RE: [gnso-dt-wg] Collecting Facts
- To: "Bruce Tonkin" <Bruce.Tonkin@xxxxxxxxxxxxxxxxxx>, <gnso-dt-wg@xxxxxxxxx>
- Subject: RE: [gnso-dt-wg] Collecting Facts
- From: "Mike Rodenbaugh" <mxr@xxxxxxxxxxxxx>
- Date: Mon, 30 Jul 2007 16:54:18 -0700
Bruce, thanks. I have discussed with Olof and he will engage ICANN
Staff in hopes of gathering data along these lines. Others on the list
have already begun some work in regards to your scenarios #2 and #3, at
least, but you lay out very specific data that seem achievable and
certainly would be useful.
From: owner-gnso-dt-wg@xxxxxxxxx [mailto:owner-gnso-dt-wg@xxxxxxxxx] On
Behalf Of Bruce Tonkin
Sent: Thursday, July 26, 2007 4:54 AM
Subject: RE: [gnso-dt-wg] Collecting Facts
> If a name is "re-registered" in one month, 3 months, 6 months
> or one year
> after the initial registration (and deletion after 5 days),
> how can you call
> that "kiting"? I think Jothan's comment earlier today was
> very helpful in
> drawing the distinction between "kiting" and tasting. See
> http://forum.icann.org/lists/gnso-dt-wg/msg00031.html. We should be
> distinguishing between the "intent not to pay" ("kiting") vs
> "reviewing the
> suitability of a domain name" ("tasting"), and then looking
> for specific
> facts and research on how the five day add grace period may
> or may not be
> contributing to abuse.
Note on the topic of "tasting" - I can imagine that you could "sample" a
domain name at a certain "sample interval", and then keep the name if it
has some value at the time of sampling.
E.g I could create the domain name "icannhasgreatpolicy.com". I could
then cancel the name if it doesn't get any traffic within 5 days. I
could then decide to re-register it every day, week, month, year etc
depending on what sampling interval I choose to use. Hopefully one day
the name will have value.
Note that a particular domain name may be sampled by more than one
party. And the sampling interval could be quite short - in fact as the
zonefile is published - some actors in the market could have a business
model to simply sample everything another party rejects - on the basis
that the first party generally has good judgement in picking good names,
and the second party is better at monetising a particular name.

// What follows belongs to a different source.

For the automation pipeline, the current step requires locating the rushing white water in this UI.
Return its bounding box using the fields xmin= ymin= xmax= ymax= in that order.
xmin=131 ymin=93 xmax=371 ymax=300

The number of variables becomes quite complex to determine the
motivations of the registrant. You could certainly analyse a set of
names over a period of time - e.g a sample size of several thousand
randomly selected names that were registered and deleted within 5 days,
and then track how often each of these names is registered over a period
of time e.g 3 months. You might find that in a particular sample of a
thousand names, 10 names are registered more than once over a 6 month
period, and 2 name were registered up to ten times. I don't know what
the stats actually are - but at least some basic statistical analysis
could inform the GNSO on the size of the problem.
What is also not clear is what the problem actually is.
Possible problems are:
(1) As so many names are being sampled, potential registrants are
finding it hard to register their preferred name. This could be
determined by selecting a sample size of names that were registered and
deleted within the 5 day period, and then correlating this data with the
number of check operations done on the names within the 5 day period.
(2) Many of the names being registered are being used for possible
trademark infringement. This could be determined by selecting a sample
size of names that were registered and deleted within the 5 day period,
and then comparing the names with a database of trademarks (e.g USA
trademark office). You might want to identify direct matches (e.g
check for icann), and also potentially common misspellings (e.g check
(3) Many names are being repeatedly registered and deleted - leading to
possible stability issues, and potentially escaping payment (e.g
kiting). This could be determined by selecting a sample size of names
that were registered and deleted within the 5 day period, and monitoring
those names over a longer period - e.g 30 days, 60 days, 90 days etc.
Identify how many names are re-registered and at what frequency.
Rather than focus on the motivations of the registrant - it is probably
better to focus on the actual statistics of the activity, which may help
identify the problem, and then determine what policy actions may be
So far the only real statistics I have seen relate to aggregate numbers
of names that are deleted within 5 days, but not the next level of data
as described in the three potential scenarios above.